Define `train_for_epoch` which runs the model for a single epoch, evaluates the model on dev set and return the Unlabeled Attachment Score (UAS) score: 

In [76]:
def train_for_epoch(parser, train_data, dev_data, optimizer, loss_func, batch_size):
    """ Train the neural dependency parser for single epoch.

    @param parser (Parser): Neural Dependency Parser
    @param train_data ():
    @param dev_data ():
    @param optimizer (nn.Optimizer): Adam Optimizer
    @param loss_func (nn.CrossEntropyLoss): Cross Entropy Loss Function
    @param batch_size (int): batch size
    @param lr (float): learning rate

    @return dev_UAS (float): Unlabeled Attachment Score (UAS) for dev data
    """
    parser.model.train() # Places model in "train" mode, i.e. apply dropout layer
    n_minibatches = math.ceil(len(train_data) / batch_size)
    loss_meter = AverageMeter()

    with tqdm(total=(n_minibatches)) as prog:
        for i, (train_x, train_y) in enumerate(minibatches(train_data, batch_size)):
            optimizer.zero_grad()   # remove any baggage in the optimizer
            loss = 0. # store loss for this batch here
            train_x = torch.from_numpy(train_x).long()
            train_y = torch.from_numpy(train_y.nonzero()[1]).long()
            logits=parser.model(train_x)
            loss=loss_func(logits,train_y)
            loss.backward()
            optimizer.step()
            
            prog.update(1)
            loss_meter.update(loss.item())

    print ("Average Train Loss: {}".format(loss_meter.avg))

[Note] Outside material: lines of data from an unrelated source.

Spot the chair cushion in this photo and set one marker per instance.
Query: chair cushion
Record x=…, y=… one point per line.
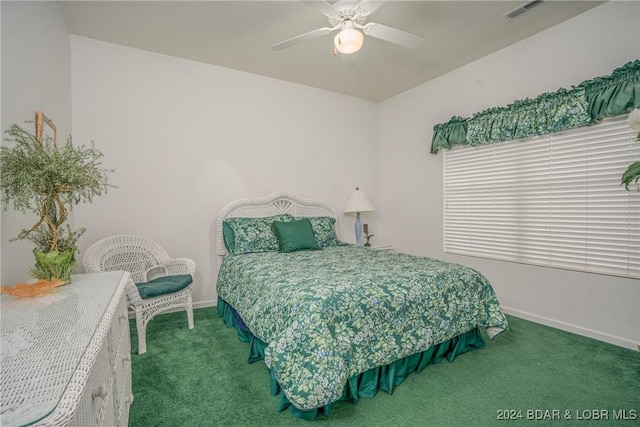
x=163, y=285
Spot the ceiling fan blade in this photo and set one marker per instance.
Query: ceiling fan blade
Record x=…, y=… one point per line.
x=393, y=35
x=306, y=36
x=320, y=5
x=371, y=5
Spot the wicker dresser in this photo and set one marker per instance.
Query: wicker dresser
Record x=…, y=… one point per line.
x=66, y=355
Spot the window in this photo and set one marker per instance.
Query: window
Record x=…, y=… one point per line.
x=554, y=200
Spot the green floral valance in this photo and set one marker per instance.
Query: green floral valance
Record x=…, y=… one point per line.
x=582, y=105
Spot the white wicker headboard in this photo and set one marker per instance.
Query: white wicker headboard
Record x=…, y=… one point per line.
x=276, y=203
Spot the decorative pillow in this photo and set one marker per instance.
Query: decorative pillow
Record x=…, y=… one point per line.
x=295, y=235
x=324, y=230
x=254, y=234
x=227, y=236
x=163, y=285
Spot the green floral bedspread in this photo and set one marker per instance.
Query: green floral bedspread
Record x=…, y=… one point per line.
x=330, y=314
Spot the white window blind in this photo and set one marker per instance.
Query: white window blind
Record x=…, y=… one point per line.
x=554, y=200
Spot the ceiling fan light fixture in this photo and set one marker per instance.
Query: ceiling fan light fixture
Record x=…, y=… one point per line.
x=349, y=40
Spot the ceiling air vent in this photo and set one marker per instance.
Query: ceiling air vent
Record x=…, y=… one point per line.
x=522, y=9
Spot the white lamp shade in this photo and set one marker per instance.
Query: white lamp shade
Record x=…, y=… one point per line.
x=348, y=40
x=634, y=119
x=358, y=202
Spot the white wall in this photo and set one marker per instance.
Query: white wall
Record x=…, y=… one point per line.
x=36, y=75
x=185, y=138
x=589, y=45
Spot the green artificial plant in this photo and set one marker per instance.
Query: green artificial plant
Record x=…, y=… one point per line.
x=632, y=174
x=48, y=180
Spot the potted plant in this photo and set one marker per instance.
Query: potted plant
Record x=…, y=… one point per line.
x=632, y=174
x=47, y=180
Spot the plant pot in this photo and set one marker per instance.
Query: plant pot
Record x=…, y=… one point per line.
x=54, y=265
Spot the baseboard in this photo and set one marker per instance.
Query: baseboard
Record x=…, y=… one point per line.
x=579, y=330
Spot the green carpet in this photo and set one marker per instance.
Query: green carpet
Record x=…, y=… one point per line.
x=200, y=377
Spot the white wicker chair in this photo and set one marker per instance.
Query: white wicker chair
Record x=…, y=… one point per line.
x=138, y=255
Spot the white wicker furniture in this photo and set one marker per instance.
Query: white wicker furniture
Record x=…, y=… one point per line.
x=66, y=355
x=280, y=202
x=139, y=255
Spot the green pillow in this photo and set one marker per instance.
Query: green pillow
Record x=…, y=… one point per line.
x=228, y=237
x=253, y=234
x=324, y=228
x=295, y=235
x=163, y=285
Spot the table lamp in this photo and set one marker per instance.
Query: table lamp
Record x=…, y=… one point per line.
x=358, y=202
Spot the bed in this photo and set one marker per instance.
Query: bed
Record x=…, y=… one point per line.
x=334, y=321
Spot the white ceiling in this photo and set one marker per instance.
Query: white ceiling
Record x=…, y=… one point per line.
x=238, y=35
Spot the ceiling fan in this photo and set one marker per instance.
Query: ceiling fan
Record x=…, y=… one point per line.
x=349, y=17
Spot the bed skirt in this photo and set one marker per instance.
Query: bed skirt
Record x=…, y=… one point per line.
x=366, y=384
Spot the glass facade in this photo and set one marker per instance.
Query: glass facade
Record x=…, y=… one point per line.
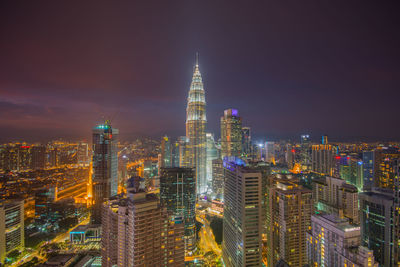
x=105, y=167
x=178, y=194
x=196, y=129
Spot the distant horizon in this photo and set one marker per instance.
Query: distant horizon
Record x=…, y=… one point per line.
x=287, y=68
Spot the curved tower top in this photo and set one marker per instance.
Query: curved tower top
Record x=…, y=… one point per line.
x=196, y=121
x=196, y=99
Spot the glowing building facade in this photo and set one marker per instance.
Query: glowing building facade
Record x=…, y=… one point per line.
x=231, y=134
x=105, y=167
x=196, y=129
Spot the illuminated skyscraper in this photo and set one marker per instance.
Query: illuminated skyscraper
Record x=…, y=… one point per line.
x=105, y=167
x=231, y=134
x=242, y=223
x=246, y=141
x=196, y=128
x=178, y=194
x=11, y=227
x=212, y=154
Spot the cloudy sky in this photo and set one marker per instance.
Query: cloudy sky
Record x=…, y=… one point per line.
x=289, y=67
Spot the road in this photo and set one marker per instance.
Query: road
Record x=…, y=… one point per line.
x=207, y=239
x=59, y=238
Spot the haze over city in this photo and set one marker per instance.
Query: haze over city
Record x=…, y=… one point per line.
x=199, y=133
x=320, y=68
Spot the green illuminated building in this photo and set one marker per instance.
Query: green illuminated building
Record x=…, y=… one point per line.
x=178, y=194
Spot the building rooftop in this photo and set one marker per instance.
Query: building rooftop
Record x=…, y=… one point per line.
x=337, y=222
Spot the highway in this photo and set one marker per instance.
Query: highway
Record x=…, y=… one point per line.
x=207, y=239
x=59, y=238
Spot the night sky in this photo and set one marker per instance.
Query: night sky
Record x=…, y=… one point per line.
x=289, y=67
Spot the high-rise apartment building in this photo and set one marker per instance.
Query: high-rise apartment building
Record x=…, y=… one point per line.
x=212, y=154
x=38, y=157
x=351, y=169
x=231, y=134
x=368, y=159
x=335, y=196
x=11, y=227
x=196, y=121
x=396, y=215
x=322, y=159
x=269, y=151
x=242, y=223
x=82, y=153
x=178, y=194
x=105, y=167
x=377, y=228
x=218, y=177
x=290, y=209
x=183, y=152
x=246, y=142
x=166, y=160
x=138, y=231
x=386, y=163
x=332, y=241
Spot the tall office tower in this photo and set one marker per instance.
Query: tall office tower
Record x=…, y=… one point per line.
x=137, y=231
x=183, y=152
x=396, y=215
x=368, y=159
x=386, y=162
x=11, y=227
x=290, y=209
x=322, y=159
x=269, y=151
x=246, y=142
x=38, y=157
x=44, y=200
x=166, y=153
x=105, y=167
x=332, y=241
x=305, y=152
x=196, y=129
x=334, y=195
x=305, y=139
x=290, y=156
x=231, y=134
x=178, y=194
x=218, y=178
x=54, y=156
x=212, y=154
x=175, y=154
x=242, y=223
x=377, y=231
x=351, y=170
x=83, y=153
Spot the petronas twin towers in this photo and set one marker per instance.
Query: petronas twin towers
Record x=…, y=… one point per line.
x=196, y=121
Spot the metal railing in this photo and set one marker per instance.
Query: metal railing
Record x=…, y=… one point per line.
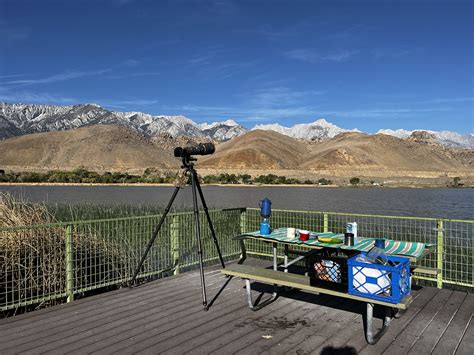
x=49, y=263
x=44, y=264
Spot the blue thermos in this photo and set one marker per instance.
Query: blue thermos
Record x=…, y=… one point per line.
x=265, y=212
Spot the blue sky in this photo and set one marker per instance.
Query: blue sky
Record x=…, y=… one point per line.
x=365, y=64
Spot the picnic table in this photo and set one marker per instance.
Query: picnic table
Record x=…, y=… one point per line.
x=278, y=237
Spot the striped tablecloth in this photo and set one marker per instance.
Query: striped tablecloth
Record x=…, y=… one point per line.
x=392, y=247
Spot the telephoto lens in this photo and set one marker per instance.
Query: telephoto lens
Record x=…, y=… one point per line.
x=200, y=149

    print("Evaluating on dev set",)
    parser.model.eval() # Places model in "eval" mode, i.e. don't apply dropout layer
    dev_UAS, _ = parser.parse(dev_data)
    print("- dev UAS: {:.2f}".format(dev_UAS * 100.0))
    return dev_UAS

Now define the `train` function which constructs the optimizer and cross-entropy loss functions and trains the model:

In [77]:
def train(parser, train_data, dev_data, output_path, batch_size=1024, n_epochs=10, lr=0.0005):
    """ Train the neural dependency parser.

    @param parser (Parser): Neural Dependency Parser
    @param train_data ():
    @param dev_data ():
    @param output_path (str): Path to which model weights and results are written.
    @param batch_size (int): Number of examples in a single batch
    @param n_epochs (int): Number of training epochs
    @param lr (float): Learning rate
    """
    best_dev_UAS = 0
    optimizer=optim.Adam(parser.model.parameters(), lr=lr)
    loss_func=nn.CrossEntropyLoss()

    for epoch in range(n_epochs):
        print("Epoch {:} out of {:}".format(epoch + 1, n_epochs))
        dev_UAS = train_for_epoch(parser, train_data, dev_data, optimizer, loss_func, batch_size)
        if dev_UAS > best_dev_UAS:
            best_dev_UAS = dev_UAS
            print("New best dev UAS! Saving model.")
            torch.save(parser.model.state_dict(), output_path)
        print("")

## Showtime: training!

Now let's instantiate the `nn.module` that we just defined with pre-defined word embeddings that we loaded above:

In [87]:
model = ParserModel(embeddings)

Now assign the `model` to `parser`:

In [88]:
parser.model = model

After each epoch, model evaluates the UAS score on the dev set, and if it has improved from the last epoch it will save the model in the following path:

In [89]:
output_dir = "results/{:%Y%m%d_%H%M%S}/".format(datetime.now())
output_path = output_dir + "model.weights"

if not os.path.exists(output_dir):
    os.makedirs(output_dir)

In [None]:
startTime = time.time()
train(parser, train_data, dev_data, output_path, batch_size=1024, n_epochs=10, lr=0.0005)
print("took %d minutes\n" %((time.time() - startTime)/60))

## Final evaluation

The model in the original neural dependency parsing paper gets 92.5 UAS, let's see how we did:

In [86]:
parser.model.eval()
UAS, dependencies = parser.parse(test_data)
print(UAS)

0.8909568837767271